Learning to Infer Unseen Single-/ Multi-Attribute-Object Compositions with Graph Networks.
Hui Chen,Jingjing Jiang,Nanning Zheng
DOI: https://doi.org/10.1109/tpami.2023.3273712
IF: 23.6
2023-01-01
IEEE Transactions on Pattern Analysis and Machine Intelligence
Abstract:Inferring the unseen attribute-object composition is critical to make machines learn to decompose and compose complex concepts like people. Most existing methods are limited to the composition recognition of single-attribute-object, and can hardly learn relations between the attributes and objects. In this paper, we propose an attribute-object semantic association graph model to learn the complex relations and enable knowledge transfer between primitives.
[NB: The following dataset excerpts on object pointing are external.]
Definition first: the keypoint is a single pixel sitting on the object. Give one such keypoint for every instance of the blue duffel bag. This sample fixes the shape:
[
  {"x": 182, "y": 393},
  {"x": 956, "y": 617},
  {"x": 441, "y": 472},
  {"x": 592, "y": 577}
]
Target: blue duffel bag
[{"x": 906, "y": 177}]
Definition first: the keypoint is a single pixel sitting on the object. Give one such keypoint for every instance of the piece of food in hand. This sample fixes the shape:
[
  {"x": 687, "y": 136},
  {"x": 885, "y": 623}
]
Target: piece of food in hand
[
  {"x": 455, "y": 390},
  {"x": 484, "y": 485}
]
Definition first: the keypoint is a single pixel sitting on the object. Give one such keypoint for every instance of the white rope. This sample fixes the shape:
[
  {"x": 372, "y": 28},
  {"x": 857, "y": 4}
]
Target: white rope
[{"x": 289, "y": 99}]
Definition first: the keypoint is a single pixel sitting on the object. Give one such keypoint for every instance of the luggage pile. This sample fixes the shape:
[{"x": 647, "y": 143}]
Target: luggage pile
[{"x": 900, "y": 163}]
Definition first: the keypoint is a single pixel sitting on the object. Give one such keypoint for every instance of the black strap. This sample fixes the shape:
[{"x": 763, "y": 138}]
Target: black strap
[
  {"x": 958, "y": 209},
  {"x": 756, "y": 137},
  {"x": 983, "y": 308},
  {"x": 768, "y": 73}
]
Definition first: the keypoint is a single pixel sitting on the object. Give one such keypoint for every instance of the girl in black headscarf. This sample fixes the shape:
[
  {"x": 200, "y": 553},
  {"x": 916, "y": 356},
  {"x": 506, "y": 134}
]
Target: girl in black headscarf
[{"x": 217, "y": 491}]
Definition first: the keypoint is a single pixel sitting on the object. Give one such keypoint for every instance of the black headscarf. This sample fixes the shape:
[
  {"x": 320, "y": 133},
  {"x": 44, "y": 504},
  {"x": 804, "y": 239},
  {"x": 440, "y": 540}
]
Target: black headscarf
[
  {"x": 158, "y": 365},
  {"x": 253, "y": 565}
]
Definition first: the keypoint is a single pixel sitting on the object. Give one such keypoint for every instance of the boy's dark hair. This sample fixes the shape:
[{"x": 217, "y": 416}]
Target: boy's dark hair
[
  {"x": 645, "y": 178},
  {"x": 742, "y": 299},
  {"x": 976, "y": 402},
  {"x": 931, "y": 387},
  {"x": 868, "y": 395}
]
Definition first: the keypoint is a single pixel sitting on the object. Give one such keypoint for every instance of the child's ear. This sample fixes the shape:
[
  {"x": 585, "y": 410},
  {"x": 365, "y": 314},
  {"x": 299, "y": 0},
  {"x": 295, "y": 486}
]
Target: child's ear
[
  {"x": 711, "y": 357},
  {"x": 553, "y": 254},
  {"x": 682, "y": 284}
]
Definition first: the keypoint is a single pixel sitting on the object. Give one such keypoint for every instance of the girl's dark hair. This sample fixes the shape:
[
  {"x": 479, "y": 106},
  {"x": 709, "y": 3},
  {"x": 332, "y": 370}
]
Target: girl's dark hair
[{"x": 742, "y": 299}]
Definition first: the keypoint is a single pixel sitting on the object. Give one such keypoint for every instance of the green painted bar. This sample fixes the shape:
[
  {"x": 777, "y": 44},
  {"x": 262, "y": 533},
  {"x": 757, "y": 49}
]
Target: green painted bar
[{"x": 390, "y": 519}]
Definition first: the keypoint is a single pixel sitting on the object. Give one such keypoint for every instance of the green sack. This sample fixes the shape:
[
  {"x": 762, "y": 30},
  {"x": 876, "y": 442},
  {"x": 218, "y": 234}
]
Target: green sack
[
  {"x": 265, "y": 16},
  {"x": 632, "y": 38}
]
With nodes representing attributes and objects, the graph can be constructed flexibly, which realizes both single- and multi-attribute-object composition recognition. In order to reduce mis-classifications of similar compositions (e.g., scratched screen and broken screen), driven by the contrastive loss, the anchor image feature is pulled closer to the corresponding label feature and pushed away from other negative label features. Specifically, a novel balance loss is proposed to alleviate the domain bias, where a model prefers to predict seen compositions. In addition, we build a large-scale Multi-Attribute Dataset (MAD) with 116,099 images and 8,030 label categories for inferring unseen multi-attribute-object compositions. Along with MAD, we propose two novel metrics Hard and Soft to give a comprehensive evaluation in the multi-attribute setting. Experiments on MAD and two other single-attribute-object benchmarks (MIT-States and UT-Zappos50K) demonstrate the effectiveness of our approach.